Mathematical properties and symmetry

The tiling admits local isomorphism classes and repetitivity properties proven using substitution matrices similar to Perron–Frobenius theory applied in works by Oskar Perron and Frobenius; eigenvalues relate to the silver mean studied by Hermann Minkowski-influenced number theorists. Its point diffraction and Fourier transform link to methods in harmonic analysis pioneered by Norbert Wiener and to spectral theory explored by Barry Simon in mathematical physics. The eightfold symmetry does not permit lattice periodicity by crystallographic restriction theorem contexts examined by Evgraf Fedorov and Arthur Moritz Schönflies; instead the tiling exhibits noncrystallographic symmetry similar to findings in Dan Shechtman’s quasicrystal experiments and theoretical treatments by Alan Mackay. Topological properties of its tiling space connect to Čech cohomology computations like those worked out by John Conway collaborators and by Edwin Hewitt-era topologists.

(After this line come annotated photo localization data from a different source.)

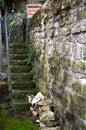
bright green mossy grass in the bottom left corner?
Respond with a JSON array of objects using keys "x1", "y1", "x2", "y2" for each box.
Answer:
[{"x1": 0, "y1": 111, "x2": 38, "y2": 130}]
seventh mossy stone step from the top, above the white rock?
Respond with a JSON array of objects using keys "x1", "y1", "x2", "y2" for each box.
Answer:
[{"x1": 11, "y1": 81, "x2": 35, "y2": 90}]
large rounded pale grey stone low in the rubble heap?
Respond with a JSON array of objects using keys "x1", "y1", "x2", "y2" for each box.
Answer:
[{"x1": 40, "y1": 111, "x2": 55, "y2": 122}]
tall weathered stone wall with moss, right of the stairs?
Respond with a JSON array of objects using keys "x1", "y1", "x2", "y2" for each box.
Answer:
[{"x1": 29, "y1": 0, "x2": 86, "y2": 130}]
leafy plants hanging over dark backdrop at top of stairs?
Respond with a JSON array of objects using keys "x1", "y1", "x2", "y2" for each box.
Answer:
[{"x1": 7, "y1": 10, "x2": 27, "y2": 42}]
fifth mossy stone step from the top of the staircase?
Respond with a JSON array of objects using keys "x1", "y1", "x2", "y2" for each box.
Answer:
[{"x1": 10, "y1": 66, "x2": 31, "y2": 73}]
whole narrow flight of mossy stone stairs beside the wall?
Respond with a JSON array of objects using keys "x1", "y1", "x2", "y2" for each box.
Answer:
[{"x1": 9, "y1": 43, "x2": 37, "y2": 111}]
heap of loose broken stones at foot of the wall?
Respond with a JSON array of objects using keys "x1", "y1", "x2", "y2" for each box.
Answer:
[{"x1": 28, "y1": 92, "x2": 60, "y2": 130}]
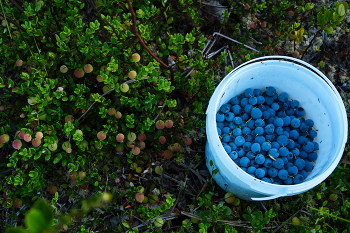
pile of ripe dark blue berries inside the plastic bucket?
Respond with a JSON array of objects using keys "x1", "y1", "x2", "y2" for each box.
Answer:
[{"x1": 216, "y1": 87, "x2": 319, "y2": 185}]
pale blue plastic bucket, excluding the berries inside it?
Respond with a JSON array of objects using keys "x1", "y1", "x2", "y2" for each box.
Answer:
[{"x1": 205, "y1": 56, "x2": 348, "y2": 201}]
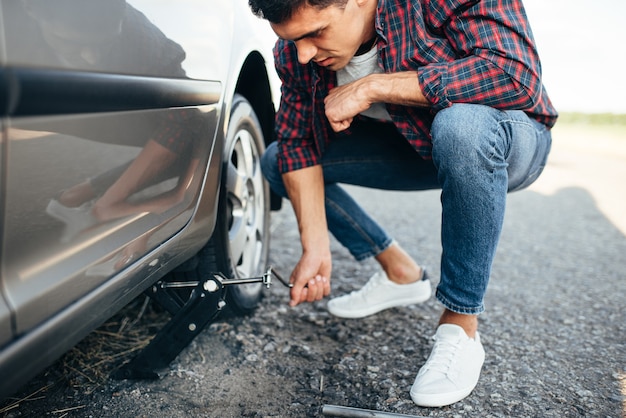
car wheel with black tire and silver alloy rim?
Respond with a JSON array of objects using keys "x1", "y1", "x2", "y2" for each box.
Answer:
[{"x1": 166, "y1": 95, "x2": 270, "y2": 315}]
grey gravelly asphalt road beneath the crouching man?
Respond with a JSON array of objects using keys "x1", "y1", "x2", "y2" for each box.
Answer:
[{"x1": 0, "y1": 125, "x2": 626, "y2": 418}]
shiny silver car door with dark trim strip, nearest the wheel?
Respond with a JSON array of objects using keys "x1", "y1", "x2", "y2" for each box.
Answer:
[{"x1": 0, "y1": 0, "x2": 230, "y2": 335}]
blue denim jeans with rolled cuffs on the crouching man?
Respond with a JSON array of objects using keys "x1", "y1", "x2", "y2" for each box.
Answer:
[{"x1": 261, "y1": 104, "x2": 552, "y2": 314}]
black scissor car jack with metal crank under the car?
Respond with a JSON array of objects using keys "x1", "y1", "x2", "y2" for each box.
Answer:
[{"x1": 111, "y1": 267, "x2": 293, "y2": 380}]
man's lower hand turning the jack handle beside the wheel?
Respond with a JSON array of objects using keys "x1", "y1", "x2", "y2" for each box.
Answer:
[{"x1": 289, "y1": 248, "x2": 332, "y2": 306}]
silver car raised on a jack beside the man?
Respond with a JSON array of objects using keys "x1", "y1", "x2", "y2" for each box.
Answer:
[{"x1": 0, "y1": 0, "x2": 279, "y2": 398}]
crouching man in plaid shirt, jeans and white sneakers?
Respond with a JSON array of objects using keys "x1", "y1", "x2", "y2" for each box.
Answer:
[{"x1": 249, "y1": 0, "x2": 557, "y2": 406}]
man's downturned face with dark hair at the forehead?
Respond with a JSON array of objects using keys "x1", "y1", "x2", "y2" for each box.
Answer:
[{"x1": 271, "y1": 0, "x2": 374, "y2": 71}]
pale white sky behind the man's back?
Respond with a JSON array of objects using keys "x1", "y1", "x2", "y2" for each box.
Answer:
[{"x1": 524, "y1": 0, "x2": 626, "y2": 113}]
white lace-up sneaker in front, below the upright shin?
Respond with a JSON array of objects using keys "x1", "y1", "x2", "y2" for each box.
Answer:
[{"x1": 411, "y1": 324, "x2": 485, "y2": 407}]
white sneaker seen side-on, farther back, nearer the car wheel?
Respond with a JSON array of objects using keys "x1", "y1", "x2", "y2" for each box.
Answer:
[{"x1": 328, "y1": 271, "x2": 431, "y2": 318}]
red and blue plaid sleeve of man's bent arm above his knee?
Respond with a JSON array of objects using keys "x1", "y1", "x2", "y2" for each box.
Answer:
[{"x1": 418, "y1": 0, "x2": 542, "y2": 110}]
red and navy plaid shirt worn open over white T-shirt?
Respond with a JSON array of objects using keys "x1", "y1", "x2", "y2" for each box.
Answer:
[{"x1": 274, "y1": 0, "x2": 557, "y2": 173}]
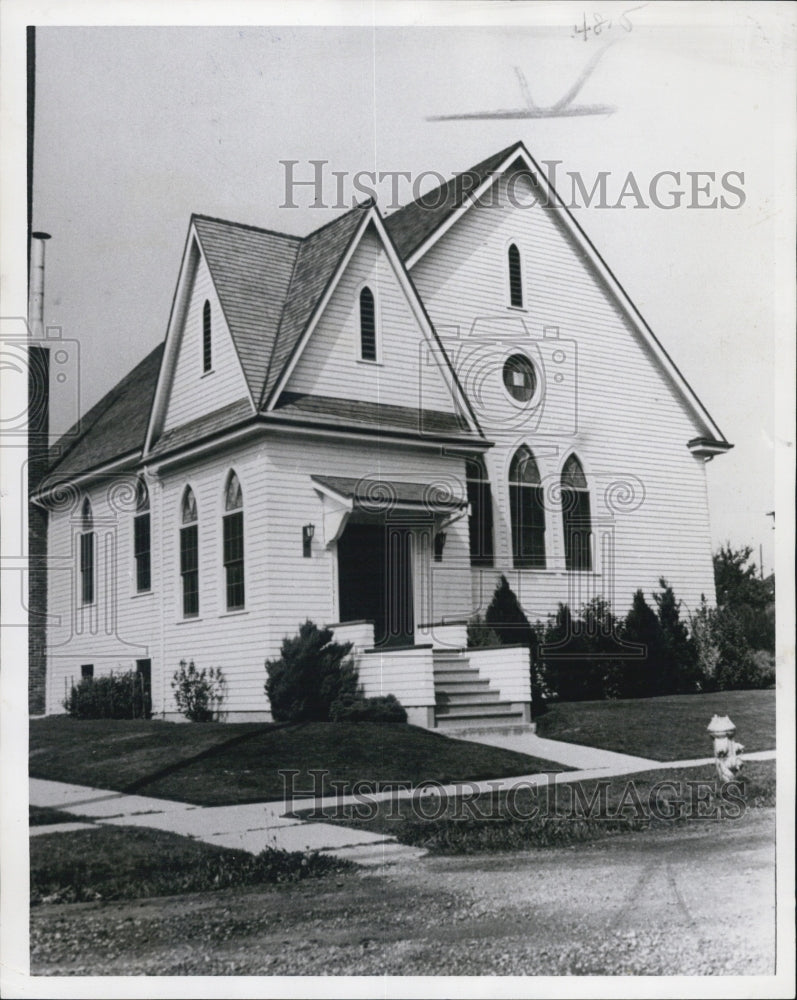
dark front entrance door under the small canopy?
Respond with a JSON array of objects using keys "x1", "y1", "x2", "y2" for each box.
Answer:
[{"x1": 338, "y1": 523, "x2": 415, "y2": 646}]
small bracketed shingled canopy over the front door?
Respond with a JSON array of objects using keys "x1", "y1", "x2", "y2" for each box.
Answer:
[{"x1": 311, "y1": 476, "x2": 468, "y2": 546}]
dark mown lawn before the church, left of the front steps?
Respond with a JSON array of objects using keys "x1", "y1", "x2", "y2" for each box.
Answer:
[{"x1": 30, "y1": 716, "x2": 568, "y2": 805}]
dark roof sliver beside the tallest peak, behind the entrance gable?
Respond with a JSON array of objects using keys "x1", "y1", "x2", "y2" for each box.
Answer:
[{"x1": 385, "y1": 142, "x2": 523, "y2": 260}]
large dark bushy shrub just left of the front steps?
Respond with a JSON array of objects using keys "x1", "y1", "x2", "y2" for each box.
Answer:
[{"x1": 265, "y1": 620, "x2": 357, "y2": 722}]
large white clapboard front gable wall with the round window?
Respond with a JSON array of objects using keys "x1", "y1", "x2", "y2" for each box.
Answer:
[{"x1": 412, "y1": 167, "x2": 714, "y2": 616}]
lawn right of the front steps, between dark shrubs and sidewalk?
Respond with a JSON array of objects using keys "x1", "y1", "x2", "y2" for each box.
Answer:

Spectral and dynamical properties

The dynamical system associated with the translation action on the tiling hull has pure point spectrum under conditions analogous to those proved by D. L. Baake and Michael Baake for model sets; ergodic properties relate to measure-theoretic frameworks developed by Marian Kupka-style ergodic theorists and to abstract results by Hillel Furstenberg. Diffraction yields a discrete Bragg peak structure reminiscent of analyses by Paul Steinhardt and Dov Levine in quasicrystal theory; quantitative spectral features are studied using trace map techniques similar to those applied by B. Sutherland and R. Penney. The spectral measures and eigenfunctions connect to Schrödinger operator studies carried out by Barry Simon and to aperiodic Schrödinger models investigated by Jean Bellissard and collaborators.

Relations to quasicrystals and applications

The Ammann–Beenker tiling serves as an idealized mathematical model for octagonal quasicrystals observed in electron diffraction studies by Dan Shechtman and analyzed by P. J. Steinhardt; it informs HRTEM image interpretation in materials science groups at institutions like IBM research labs and university materials departments modeled after work at University of California, Berkeley. Applications extend to photonic quasicrystals studied by research groups at MIT and Harvard University, and to metamaterials investigated at ETH Zurich and Max Planck Society institutes. Computational implementations and visualizations have been produced in open-source projects inspired by software developed at Los Alamos National Laboratory and algorithms taught in courses at Princeton University and University of Cambridge.

Variants and decorations

Variants include decorated prototiles with Ammann bars that enforce matching rules, as documented in monographs by Branko Grünbaum and G. C. Shephard and in expository articles by Marjorie Rice-style popularizers. Other variants arise from altering substitution rules akin to approaches by Roger Penrose for kite-and-dart variants and by John Conway for multigrid methods; decorations produce locally derivable patterns studied by Stephen Wolfram in cellular automata contexts and by Solomon Golomb in tiling puzzles. Generalizations to higher dimensions and other nonperiodic symmetries have been pursued by researchers at University of Manchester and University of Vienna following frameworks developed by Roberto V. Moody and Yves Meyer.